It's hard to tell, sometimes, whether I stand for very little or very much.
Maundering, quasi-poetic, autobiographical narratives. Certain lines in certain paintings by Klimt. Anticipatory thoughts about the future. Calming down. Not pretending to understand much of anything. Turning your back on prophecies and the apocalypse.
It's hard to buy a t-shirt for Waiting To See. It's hard to write about it so that people will know quite what you're talking about. There's no club to join for There Are Things to be Reconciled Within You that are Ultimately Larger than Men in Helicopters and the Declining Value of the Dollar, Maybe, Maybe.
Secret taboo thoughts I share with myself, like, maybe it's more important to be kind of baselessly in love with her even though she didn't know what the devil-horns hand thing was and you've only said maybe fifty sentences to her and she didn't show up to your party anyway than to read esoteric scribblings in your room about imperialist American wars and the economic fallout of globalized capitalism like tracing the shadows cast on the ground by silhouetted giants boxing millions of miles away, somewhere around the moon or maybe Jupiter, and going to rallies to let the starving people know how sorry you are to have stood in the darkness. Forbidden things like talking about my friend with the startup company being possessed with a good soul and treating his workers like people and keeping some sodas in the fridge for them and having the professor later stand up in class and say "Matthew knows a friendly capitalist, maybe you should get his autograph" and later having the professor laugh in your face chuckling "I mean, how is that relevant to anything?" and all the time wanting to say Fuck you fuck you fuck you with your crude hieroglyphs of men in top hats holding bags with dollar signs on them and pyramids and dire proclamations about all these goddamned gadgets 'WHAT IS AN IPOD ANYWAY, am I right?
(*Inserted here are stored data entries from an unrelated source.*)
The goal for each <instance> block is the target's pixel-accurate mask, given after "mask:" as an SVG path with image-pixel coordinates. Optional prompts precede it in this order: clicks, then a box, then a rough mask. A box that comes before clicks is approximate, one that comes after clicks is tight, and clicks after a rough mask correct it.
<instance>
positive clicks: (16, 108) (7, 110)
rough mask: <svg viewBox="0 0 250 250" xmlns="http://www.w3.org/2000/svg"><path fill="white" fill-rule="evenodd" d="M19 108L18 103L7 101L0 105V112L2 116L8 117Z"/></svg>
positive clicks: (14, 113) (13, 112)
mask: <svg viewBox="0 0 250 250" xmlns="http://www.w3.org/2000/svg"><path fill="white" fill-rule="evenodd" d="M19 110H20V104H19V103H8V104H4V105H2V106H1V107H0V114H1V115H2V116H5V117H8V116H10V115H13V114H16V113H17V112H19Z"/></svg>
Am I right? Ha ha ha.' like the world was so simple and the beauty that is inside of people could ever be captured in your stupid algorithms and the only way to make space for your unborn children is to lock arms and resist, resist, grassroots resist with your slogans and sexy, sexy molotov cocktails and bless yourself with the tears of the oppressed and FIGHT, KILL, FIGHT, KILL, BLEED, BLEED, BLEED and your killing will be vindicated by the purifying glory of righteousness.
Secret taboo thoughts I keep to myself, like, tying up the demon of blame-casting, scapegoating, adherence to anything but that which fills you with love or oddity or wonder or tolerance or memories of things that mean something to you in a burlap sack and filling it with rocks and tying it closed with a dozen knots and throwing it into the river so it sputters and dies a watery, silent death and stays dead in your heart forever, and ever, and ever.
Sometimes it is difficult to tell whether I stand for a great deal or nothing at all. But other times, it is not so hard.